Because they found a statue of the god Serapide (Serapis), early archeologists thought this was the Temple of Serapide--a name that still sticks (e.g. on many of the nearby restaurants and streets). However, it was actually an elaborate Roman marketplace or Macellum--I like to think of it as the elegant food court in the Roman mall. Although you can't enter the site itself, it's cool to see the Roman market on your way to the new Italian market... Rai's Serapide Temple page also has information.

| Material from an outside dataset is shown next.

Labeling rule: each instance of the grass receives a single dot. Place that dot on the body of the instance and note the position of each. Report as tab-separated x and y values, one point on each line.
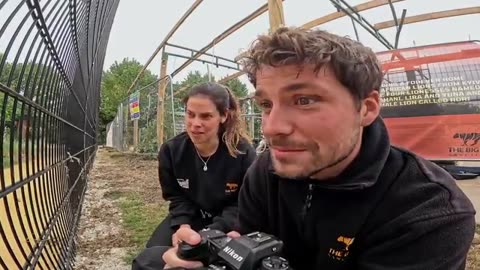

This "land district" is the site of the original acropolis of the ancient Roman and Greek cities of Dicaerchia and Puteoli. Shuttered in the 80's after a devastating earthquake, many of the ancient underground ruins and 17th/18th-Century palaces above are now restored and available for tours. It's almost an "underground Pompeii." Guided tour (in Italian) at various times, mostly weekends; try emailing email@example.com or calling 800-144-716 or 324-905-3942 for an appointment. Without an appointment, you might be able to visit the Cathedral most Saturdays 10-12/5:30-7:30 or Sunday 10-1/5:30-7:30 (except August); more details on the Pozzuoli San Procolo Cathedral website (in Italian). (Other numbers/emails listed elsewhere: firstname.lastname@example.org, 081-199-36286, 018-199-36287) Ulixe's Rione Terra page has useful history but outdated current ticket information; Jeff Matthews' Naples Life Death & Miracles also has a nice (albeit old) intro; the official (Italian) page appears to be this one on welcometourist.it
Fusaro lake features a splendid house built on the water by Vanvitelli for Bourbon King of Naples Carlo I, who loved to watch the geese on the lake.
Rai's Archeological Museum page.
This sprawling archeological park encompasses many of the villas and spas that rich Romans vacationed in. Many were mis-labeled as "temples" in the 19th century, so the Tempio di Venere (Temple of Venus), visible from the Baia port, and the Tempio di Diana (Temple of Diana), a big half-dome now used for concerts, were both actually rooms in a huge thermal spa. Touritaly's page has nice maps and photos, and Rai's Baia archeological park page also has useful information. Main park is at Via Fusaro 37, open every day but Mon from 9 until 1 hour before sunset, €4 (for combination card with other Campi Flegrei sites), free with Artecard, 081-868-7592.
Bradyseism, a slow earthquake causing the land to sink, caused much of the old cities of Baia and Portus Julius to sink into the sea. Now these facinating sites can be visited via glass-bottomed boat or SCUBA diving. Rai's Underwater Baiae page also has useful information.
Some of the oldest ruins in Italy are near the modern city Cuma in Cumae, which was the first Greek colony on the Italian peninsula, and famed long afterward as the home of the oracle Sibyl.Rai's Cumae page has useful information, as does the Pinto-Storey Hotel's page. Open every day (except 1/1, 5/1, and 12/25) from 9 to one hour before sunset, €2.50, free with Artecard, 081-854-3060. To get to Cumae, go past Touchdown Jesus, through the Arco Felice Vecchio, turn right at the T, and then make a left following signs to the archeological park.